The critics have accused Opec of “cheating” for years. The supporters say there has been a consistent adjustment of supply, which has kept prices stable for the last three years before the recent 30 per cent rout in crude prices.
And throughout most of the past few years, most of the members have been at “full tilt” – producing just about every barrel they can get out of the ground to take advantage of the high price environment. It’s really only been the Saudis and their Gulf Cooperation Council allies who have taken up the role of swing producers
Now, though, the Saudis have a whole host of problems from both within the group and from non-Opec powerhouses such as the US and Russia. If the Saudis were to back an Opec cut of up to 2m barrels a day, two big questions arise. One, will non-Opec producers just fill the market gap that creates? Perhaps more importantly given the upheaval in the Middle East, will the Iranians, if they get their nuclear deal, and the Iraqis play ball? Both are itching to boost their production and reckon they’ve got the reserves to take on Saudi Arabia.

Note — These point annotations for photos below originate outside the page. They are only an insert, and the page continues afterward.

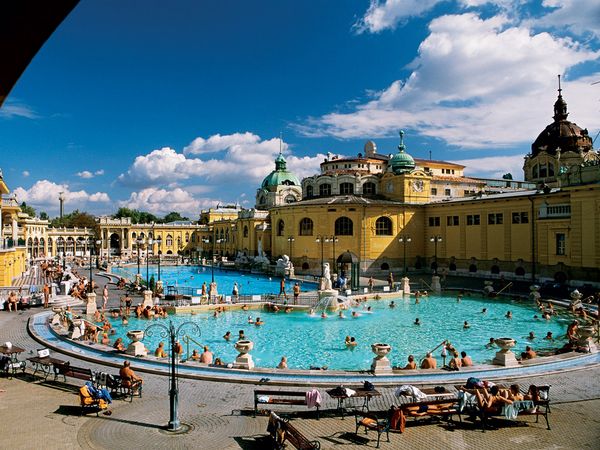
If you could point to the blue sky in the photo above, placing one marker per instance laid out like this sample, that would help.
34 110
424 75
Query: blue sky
177 106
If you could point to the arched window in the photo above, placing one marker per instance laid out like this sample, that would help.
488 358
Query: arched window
324 190
343 227
346 188
369 188
383 226
306 227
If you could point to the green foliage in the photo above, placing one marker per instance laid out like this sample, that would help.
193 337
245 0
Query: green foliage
137 216
27 210
77 219
174 216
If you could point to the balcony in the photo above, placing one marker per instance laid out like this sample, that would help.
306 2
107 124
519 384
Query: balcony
554 211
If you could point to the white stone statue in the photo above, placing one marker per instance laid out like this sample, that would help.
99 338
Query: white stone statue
326 278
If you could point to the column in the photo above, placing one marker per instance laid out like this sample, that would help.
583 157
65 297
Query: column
15 231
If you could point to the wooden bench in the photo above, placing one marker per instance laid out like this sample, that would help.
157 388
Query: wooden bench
67 370
541 406
289 433
371 421
280 398
431 408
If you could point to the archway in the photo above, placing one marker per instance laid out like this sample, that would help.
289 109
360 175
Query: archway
115 244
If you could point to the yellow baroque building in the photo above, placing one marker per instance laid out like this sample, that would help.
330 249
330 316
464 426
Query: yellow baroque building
12 247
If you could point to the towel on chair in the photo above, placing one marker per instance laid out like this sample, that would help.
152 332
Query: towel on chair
313 398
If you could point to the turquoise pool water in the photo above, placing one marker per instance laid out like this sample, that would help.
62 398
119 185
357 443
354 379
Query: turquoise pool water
194 276
312 341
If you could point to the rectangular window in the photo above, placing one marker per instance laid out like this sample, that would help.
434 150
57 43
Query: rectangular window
561 244
520 217
434 221
495 219
452 220
473 219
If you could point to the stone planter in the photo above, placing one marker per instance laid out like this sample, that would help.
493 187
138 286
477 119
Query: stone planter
505 344
381 350
135 335
381 363
244 359
505 357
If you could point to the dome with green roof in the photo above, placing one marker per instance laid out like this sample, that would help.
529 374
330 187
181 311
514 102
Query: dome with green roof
402 162
280 175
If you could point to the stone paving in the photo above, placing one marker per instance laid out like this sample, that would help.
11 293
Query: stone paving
37 414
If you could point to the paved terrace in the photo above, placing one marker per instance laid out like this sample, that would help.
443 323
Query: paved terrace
36 413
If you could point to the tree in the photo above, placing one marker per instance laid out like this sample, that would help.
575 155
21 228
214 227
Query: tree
174 216
136 216
27 210
77 219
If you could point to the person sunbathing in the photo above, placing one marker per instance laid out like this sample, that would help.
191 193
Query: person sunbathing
491 401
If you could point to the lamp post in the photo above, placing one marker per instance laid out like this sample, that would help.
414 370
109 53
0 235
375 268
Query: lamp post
291 241
321 240
334 239
91 245
159 243
172 333
404 239
435 240
139 243
149 243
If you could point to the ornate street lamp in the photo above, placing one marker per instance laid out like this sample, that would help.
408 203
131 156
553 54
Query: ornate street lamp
139 242
404 239
291 241
172 334
149 243
159 243
435 240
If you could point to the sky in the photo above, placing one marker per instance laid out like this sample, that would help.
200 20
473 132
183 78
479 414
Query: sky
179 106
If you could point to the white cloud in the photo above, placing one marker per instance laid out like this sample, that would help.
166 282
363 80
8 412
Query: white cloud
217 143
387 14
12 109
162 201
45 193
580 16
475 83
493 166
244 160
160 167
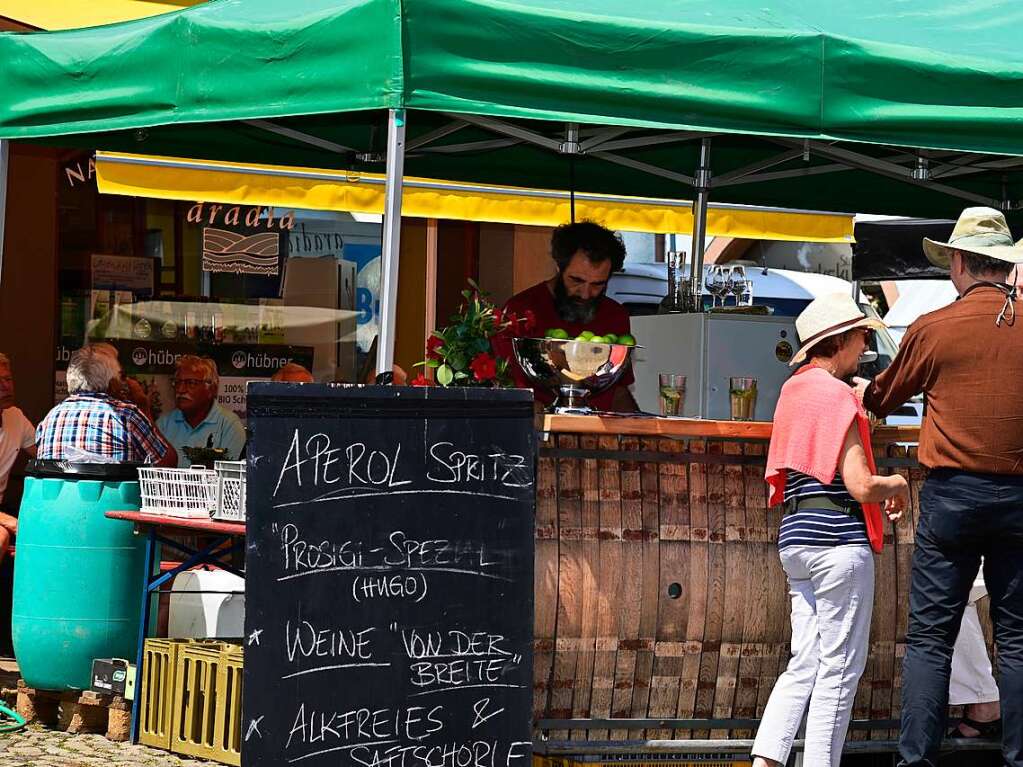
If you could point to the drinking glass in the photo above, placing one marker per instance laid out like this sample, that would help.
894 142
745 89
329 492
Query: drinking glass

I remember the normally cryptic Saudi oil minister Ali al-Naimi absolutely furious three years ago in Vienna when he told me and other “Opec scrum” reporters that “it was the worst meeting ever”. This time, Iraq and Iran may give the green light to a production cut “officially” but who is going to take their oil off the table? Equally importantly, who can afford to do so?
When you look at the list of members, the truth is they are all pretty desperate for the petro-dollars. From Nigeria to Libya, from Venezuela to Iran, national budgets are in bad shape.
So my advice is by all means get excited if Opec pushes through its “official” production cut on Thursday, but then take a deep breath and watch who actually follows through with the painful deed. The cut may not necessarily been the line in the sand that beleaguered oil bulls have been looking for.
Steve Sedgwick is anchor of SquawkBox Europe on CNBC (in Vienna this week).